4.11. Relationship between FBS and HbA1c

The relationship between FBS and HbA1c was analyzed using Equation (11), and also using the normalized data with Equation (12).

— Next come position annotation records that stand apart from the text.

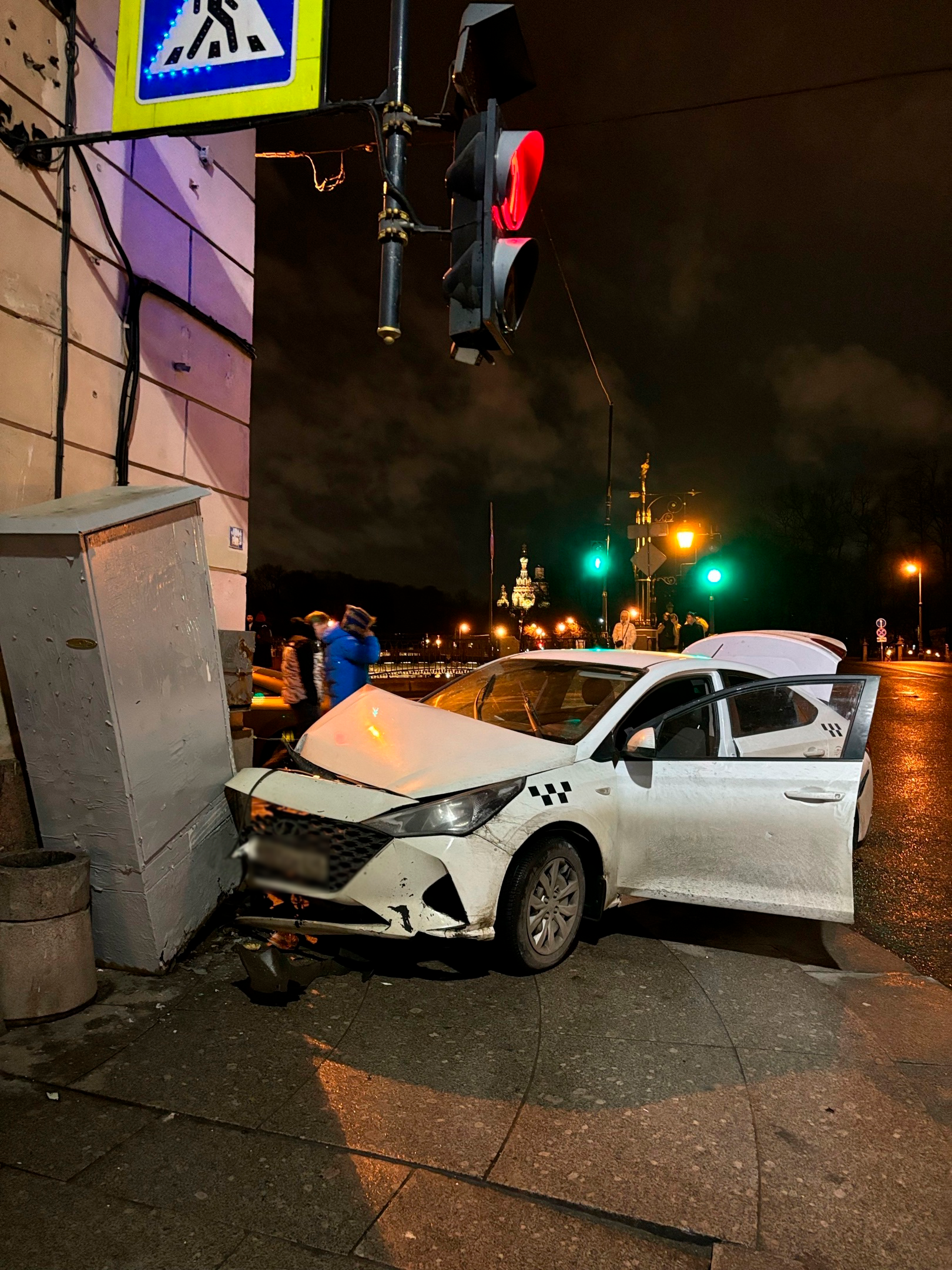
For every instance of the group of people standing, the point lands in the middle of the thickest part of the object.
(673, 637)
(323, 663)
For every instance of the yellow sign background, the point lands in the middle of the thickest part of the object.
(304, 92)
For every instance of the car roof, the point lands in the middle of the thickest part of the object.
(632, 660)
(638, 660)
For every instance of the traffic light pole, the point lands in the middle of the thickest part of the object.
(608, 525)
(393, 220)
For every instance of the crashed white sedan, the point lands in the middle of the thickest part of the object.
(544, 788)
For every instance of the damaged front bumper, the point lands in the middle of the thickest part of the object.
(350, 878)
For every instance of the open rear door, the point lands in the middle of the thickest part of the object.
(749, 799)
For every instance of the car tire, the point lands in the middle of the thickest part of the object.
(541, 907)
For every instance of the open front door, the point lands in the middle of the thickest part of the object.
(749, 799)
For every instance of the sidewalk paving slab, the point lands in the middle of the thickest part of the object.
(854, 1174)
(441, 1224)
(632, 987)
(910, 1014)
(854, 951)
(654, 1132)
(126, 1006)
(59, 1137)
(266, 1183)
(933, 1084)
(262, 1252)
(221, 1056)
(728, 1256)
(768, 1004)
(440, 1100)
(59, 1226)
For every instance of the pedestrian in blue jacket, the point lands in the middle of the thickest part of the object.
(348, 651)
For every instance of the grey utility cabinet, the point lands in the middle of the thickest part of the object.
(109, 640)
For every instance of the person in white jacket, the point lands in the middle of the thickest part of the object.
(625, 631)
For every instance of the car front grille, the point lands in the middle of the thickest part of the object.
(347, 847)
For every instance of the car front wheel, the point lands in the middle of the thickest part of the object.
(540, 911)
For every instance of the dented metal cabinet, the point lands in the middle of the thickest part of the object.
(109, 640)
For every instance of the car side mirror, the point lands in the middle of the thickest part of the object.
(640, 744)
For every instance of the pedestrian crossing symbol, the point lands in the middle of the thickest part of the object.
(206, 35)
(202, 61)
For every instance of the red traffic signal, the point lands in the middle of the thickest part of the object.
(492, 182)
(519, 158)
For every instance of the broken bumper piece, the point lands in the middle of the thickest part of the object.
(408, 887)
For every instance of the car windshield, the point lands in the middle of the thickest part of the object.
(554, 700)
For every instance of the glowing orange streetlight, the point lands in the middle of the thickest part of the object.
(910, 568)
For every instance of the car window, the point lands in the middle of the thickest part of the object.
(667, 696)
(689, 734)
(555, 700)
(794, 721)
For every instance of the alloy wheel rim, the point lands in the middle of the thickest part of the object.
(552, 911)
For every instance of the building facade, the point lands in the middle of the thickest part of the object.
(183, 210)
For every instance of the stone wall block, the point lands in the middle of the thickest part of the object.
(170, 169)
(216, 451)
(33, 55)
(221, 289)
(26, 467)
(29, 265)
(93, 402)
(29, 374)
(159, 430)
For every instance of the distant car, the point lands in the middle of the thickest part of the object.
(546, 787)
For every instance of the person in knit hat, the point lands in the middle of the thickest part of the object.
(350, 649)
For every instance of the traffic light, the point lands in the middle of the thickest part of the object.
(492, 181)
(597, 559)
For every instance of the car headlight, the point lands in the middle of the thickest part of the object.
(460, 814)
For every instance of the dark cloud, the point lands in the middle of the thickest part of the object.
(750, 279)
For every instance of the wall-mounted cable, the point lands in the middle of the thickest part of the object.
(62, 387)
(139, 288)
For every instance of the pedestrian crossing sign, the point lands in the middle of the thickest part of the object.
(203, 61)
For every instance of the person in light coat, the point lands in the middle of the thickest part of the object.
(625, 631)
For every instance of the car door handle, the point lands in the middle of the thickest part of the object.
(814, 796)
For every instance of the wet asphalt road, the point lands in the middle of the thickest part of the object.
(903, 875)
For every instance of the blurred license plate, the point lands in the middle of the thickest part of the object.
(309, 865)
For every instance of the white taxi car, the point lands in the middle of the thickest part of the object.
(546, 787)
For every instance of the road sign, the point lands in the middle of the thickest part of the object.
(203, 61)
(649, 559)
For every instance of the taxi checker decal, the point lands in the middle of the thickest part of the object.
(550, 794)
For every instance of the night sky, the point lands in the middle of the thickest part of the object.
(765, 283)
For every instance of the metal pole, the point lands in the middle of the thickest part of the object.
(492, 582)
(608, 524)
(393, 220)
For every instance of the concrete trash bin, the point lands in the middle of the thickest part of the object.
(46, 938)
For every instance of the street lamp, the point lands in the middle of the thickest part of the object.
(911, 569)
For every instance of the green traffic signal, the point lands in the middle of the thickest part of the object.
(598, 560)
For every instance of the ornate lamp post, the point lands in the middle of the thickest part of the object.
(911, 569)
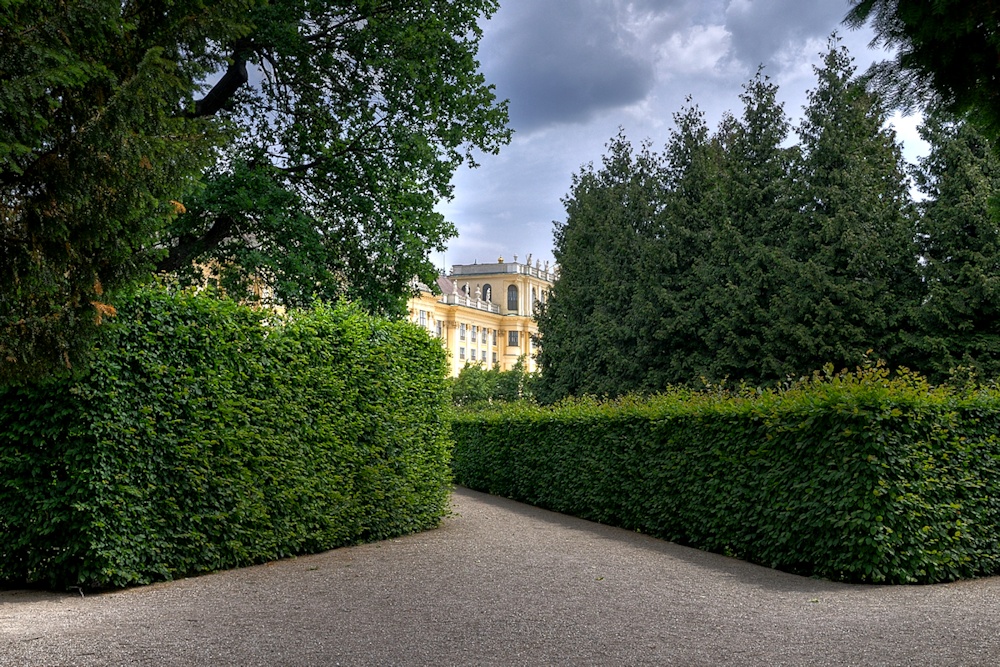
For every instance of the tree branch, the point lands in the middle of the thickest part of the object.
(190, 246)
(223, 91)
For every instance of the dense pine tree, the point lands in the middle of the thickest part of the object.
(958, 323)
(591, 334)
(734, 255)
(852, 270)
(743, 273)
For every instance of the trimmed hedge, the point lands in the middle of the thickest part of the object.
(854, 477)
(206, 437)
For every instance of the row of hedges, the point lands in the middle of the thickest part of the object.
(206, 437)
(856, 477)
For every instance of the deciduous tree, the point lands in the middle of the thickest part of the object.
(325, 145)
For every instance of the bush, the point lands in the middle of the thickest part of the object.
(206, 436)
(476, 384)
(855, 477)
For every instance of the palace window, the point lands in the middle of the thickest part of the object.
(512, 298)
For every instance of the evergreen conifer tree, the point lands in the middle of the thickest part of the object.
(851, 274)
(958, 322)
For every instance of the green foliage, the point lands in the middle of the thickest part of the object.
(475, 384)
(946, 51)
(956, 323)
(588, 323)
(319, 177)
(208, 435)
(856, 477)
(734, 255)
(852, 275)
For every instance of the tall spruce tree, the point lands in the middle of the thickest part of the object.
(852, 271)
(741, 276)
(958, 322)
(669, 304)
(588, 324)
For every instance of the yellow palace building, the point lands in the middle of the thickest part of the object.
(484, 313)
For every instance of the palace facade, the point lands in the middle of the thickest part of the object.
(484, 313)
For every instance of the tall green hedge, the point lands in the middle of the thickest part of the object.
(207, 436)
(856, 477)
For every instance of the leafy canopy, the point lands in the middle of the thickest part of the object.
(946, 50)
(311, 164)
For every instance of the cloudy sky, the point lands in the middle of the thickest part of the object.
(577, 70)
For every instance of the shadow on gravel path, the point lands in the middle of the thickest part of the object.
(501, 583)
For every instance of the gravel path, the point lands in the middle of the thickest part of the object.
(502, 583)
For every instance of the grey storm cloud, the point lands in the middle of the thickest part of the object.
(761, 28)
(563, 61)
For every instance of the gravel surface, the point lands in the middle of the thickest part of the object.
(502, 583)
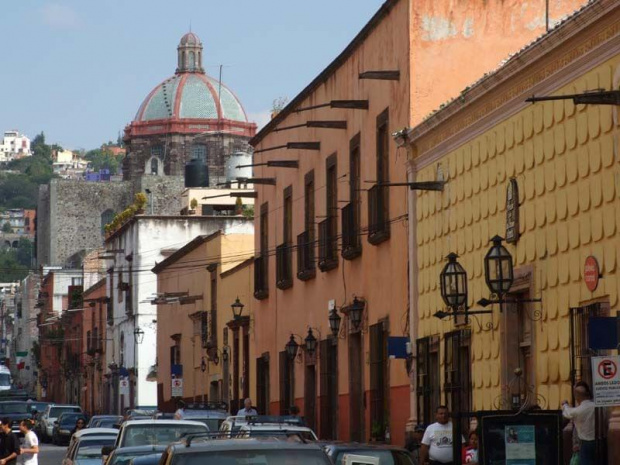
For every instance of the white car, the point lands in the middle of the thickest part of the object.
(51, 414)
(86, 450)
(156, 432)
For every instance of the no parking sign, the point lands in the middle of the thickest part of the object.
(606, 380)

$$\mathrm{HbA}1\mathrm{c}={\mathrm{F}}_{\mathrm{FBS}}^{\mathrm{HbA}1\mathrm{c}}\mathrm{FBS}+{\mathrm{I}}_{\mathrm{FBS}}^{\mathrm{HbA}1\mathrm{c}}$$

(11)

$${}_{}{}^{\mathrm{N}}\mathrm{H}\mathrm{bA}1\mathrm{c}={}_{}{}^{\mathrm{N}}\mathrm{F}{}_{\mathrm{FBS}}^{\mathrm{HbA}1\mathrm{c}}{}_{}{}^{\mathrm{N}}\mathrm{F}\mathrm{BS}+{}_{}{}^{\mathrm{N}}\mathrm{I}{}_{\mathrm{FBS}}^{\mathrm{HbA}1\mathrm{c}}$$

(12)

Here, ${\mathrm{F}}_{\mathrm{FBS}}^{\mathrm{HbA}1\mathrm{c}}$ is a HbA1c-influencing coefficient of FBS, ${\mathrm{I}}_{\mathrm{FBS}}^{\mathrm{HbA}1\mathrm{c}}$ is the intersection value of HbA1c at FBS = 0, ${}_{}{}^{\mathrm{N}}\mathrm{F}{}_{\mathrm{FBS}}^{\mathrm{HbA}1\mathrm{c}}$ is ${}_{}{}^{\mathrm{N}}\mathrm{H}\mathrm{bA}1\mathrm{c}$-influencing coefficient of ${}_{}{}^{\mathrm{N}}\mathrm{F}\mathrm{BS}$, ${\mathrm{I}}_{\mathrm{FBS}}^{\mathrm{HbA}1\mathrm{c}}$ is the intersection value of ${}_{}{}^{\mathrm{N}}\mathrm{H}\mathrm{bA}1\mathrm{c}$ at ${}_{}{}^{\mathrm{N}}\mathrm{F}\mathrm{BS}$ = 0, and ${\mathrm{F}}_{\mathrm{FBS}}^{\mathrm{HbA}1\mathrm{c}}$, ${\mathrm{I}}_{\mathrm{FBS}}^{\mathrm{HbA}1\mathrm{c}}$, ${}_{}{}^{\mathrm{N}}\mathrm{F}{}_{\mathrm{FBS}}^{\mathrm{HbA}1\mathrm{c}}$, and ${}_{}{}^{\mathrm{N}}\mathrm{I}{}_{\mathrm{FBS}}^{\mathrm{HbA}1\mathrm{c}}$ are constant.

5. Conclusions

The present study indicates that: (1) the values of [Cl⁻]_s, FBS, and HbA1c are larger in older persons than younger ones; (2) [Cl⁻]_s shows positive correlation to age, and negative correlation to FBS and HbA1c especially in persons with high FBS (≧126 mg/dL) and HbA1c (≧6.5%); (3) the most [Cl⁻]_s-influencing factor is “age” among three factors, age, FBS, and HbA1c. [Cl⁻]_s would be a marker of metabolism and insulin resistance, and show mitochondrial function combining information on FBS/HbA1c. Figure 4 and Table 9 summarize the conclusion obtained from the present study.